Glad you're sorted! Just BTW, regarding updating to W7 - I believe that there may be no 64-bit support for that card (I seem to remember someone saying that he was told so by RME), so if you ever do decide to upgrade you may want to check that out first.


----------



## immortalgropher (Feb 16, 2010)

lol, I installed W7 on a like 2005 sony vaio (total ) and the speed at which it ran was actually shocking.


----------



## ejbragg (Dec 13, 2009)

spacedout said:


> Glad you're sorted! Just BTW, regarding updating to W7 - I believe that there may be no 64-bit support for that card (I seem to remember someone saying that he was told so by RME), so if you ever do decide to upgrade you may want to check that out first.


WOW. That's a handy bit of info! I HAD actually considered some upgrades. I have a dual pentium 3.8GHz, water-cooled, overclocked network station that is 64 bit capable, and I've been considering how to configure it. Presently, I've heard it said that most DAW software doesn't yet take advantage of the 64 bit capability, and that it doesn't necessarily buy any speed, latency, or headroom in this particular application type. I also have a UAD-1 card.... haven't looked into it, but I'm betting it would be the same.

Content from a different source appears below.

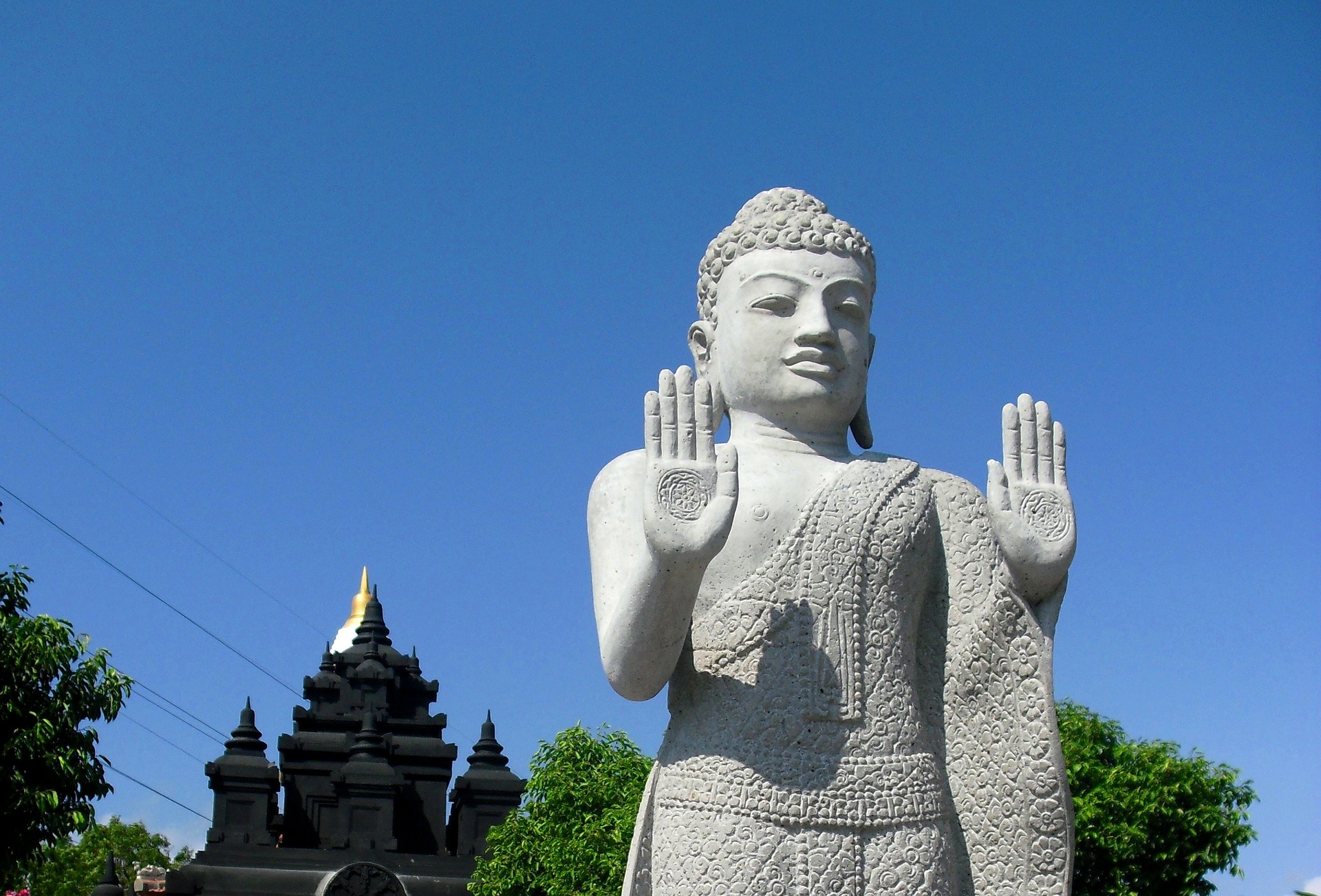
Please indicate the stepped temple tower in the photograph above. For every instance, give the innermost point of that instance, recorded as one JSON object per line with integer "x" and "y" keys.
{"x": 365, "y": 775}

I'll probably stick with the 32 bit configuration for now. I think it will suffice for a long time.

AstralPlane, in which application(s) did you see the improvement? Was it on your DAW?


----------



## spacedout (Dec 17, 2007)

As far as I can tell (and based on what I've heard), the main advantage of a 64-bit DAW is the ability to adress large amounts of RAM (i.e. more than 4GB), which is great when loaded huge amounts of sampled VSTi's. On the other hand, your plugins all need to be available in 64-bit versions as well, or else make use of some kind of bridge (with varying degrees of success). Your hardware also *all* has to have 64-bit drivers - no bridging available 

Cubase (which I use) has been available in 64-bit for a while now, but their bridge is apparently flaky... there's a program called JBridge which a number of people seem to be using with some success. VSL have recently released Vienna Ensemble Pro, which (as far as I understand) provides hosting of 32 or 64 bit plugins/instruments within a DAW - and said plugins can be either on the host machine or another one on a network. Costs around ten times as much as JBridge though...

HTH


----------



## immortalgropher (Feb 16, 2010)

ejbragg said:


> AstralPlane, in which application(s) did you see the improvement? Was it on your DAW?


The older machine I installed W7 on wasn't mine, it was my cousin's so there wasn't any audio involved.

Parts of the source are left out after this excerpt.